Rep. Henry A. Waxman (D-Calif.) said the only beneficiaries of the Pentagon's mismanagement are the companies that sell equipment to the government. "Federal contractors are reaping a bonanza while taxpayers are being gouged," Waxman said.
Rep. John J. Duncan Jr. (R-Tenn.) said the GAO's findings involved the waste of "an unbelievably staggering amount of money."
"Anybody who's not horrified by this does not deserve to be called a conservative," he said.
Pentagon officials testified that they generally agreed with the GAO's findings, saying new items had been accidentally labeled in some cases as excess inventory. The officials said they have made improvements, however, and plan to have a computer system up and running by January that would prevent Pentagon officials from buying new equipment that is already available internally.

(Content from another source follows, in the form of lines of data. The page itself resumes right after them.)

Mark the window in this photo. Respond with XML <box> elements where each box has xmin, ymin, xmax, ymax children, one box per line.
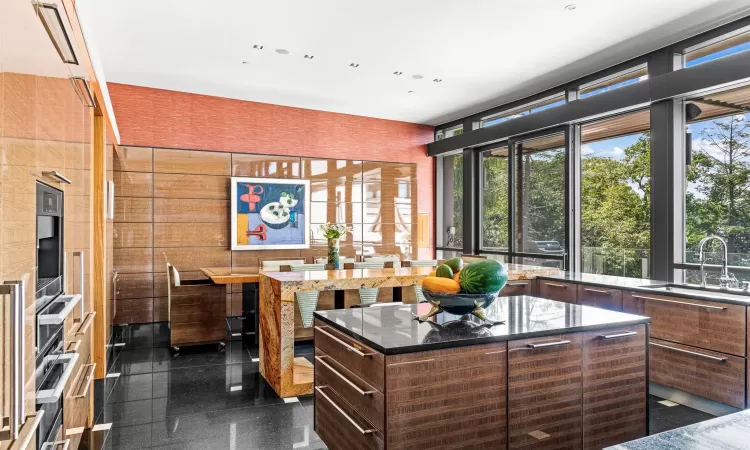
<box><xmin>684</xmin><ymin>83</ymin><xmax>750</xmax><ymax>284</ymax></box>
<box><xmin>580</xmin><ymin>110</ymin><xmax>651</xmax><ymax>278</ymax></box>
<box><xmin>480</xmin><ymin>145</ymin><xmax>509</xmax><ymax>252</ymax></box>
<box><xmin>437</xmin><ymin>154</ymin><xmax>464</xmax><ymax>249</ymax></box>
<box><xmin>578</xmin><ymin>64</ymin><xmax>648</xmax><ymax>98</ymax></box>
<box><xmin>480</xmin><ymin>92</ymin><xmax>565</xmax><ymax>128</ymax></box>
<box><xmin>435</xmin><ymin>125</ymin><xmax>464</xmax><ymax>141</ymax></box>
<box><xmin>684</xmin><ymin>28</ymin><xmax>750</xmax><ymax>67</ymax></box>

"We do have a fix on the horizon," said Maj. Gen. Daniel G. Mongeon, director of logistics operations at the Defense Logistics Agency.
Yesterday's report followed GAO inquiries that uncovered evidence the Defense Department was selling unused biological- and chemical-weapons-resistant suits for $3 each. At the same time it was buying hundreds of thousands more for $200 apiece.
Investigators found that example typified a broader problem. For instance, they paid $2,898 for $79,649 worth of tires, badges, circuit cards and medical supplies. In some cases, the goods had been marked as junk but were delivered in their original packaging. At the same time, the Pentagon continued to order more of the same items from its suppliers.
The GAO concluded that the Pentagon could have saved $400 million in fiscal 2002 and 2003 had it used what it already owned, rather than buying more.
GAO investigators also found that at contractor-operated facilities where excess equipment was supposed to be liquidated, items were left exposed to rain and wind. Much of it ended up damaged beyond repair.
In addition, the Defense Department said that between 2002 and 2004, $466 million of equipment marked as excess -- including sensitive equipment such as missile warheads -- had been lost, stolen or damaged. Kutz, who said he believes the total of unaccounted-for equipment could be far higher, said the GAO will continue to investigate where those items ended up.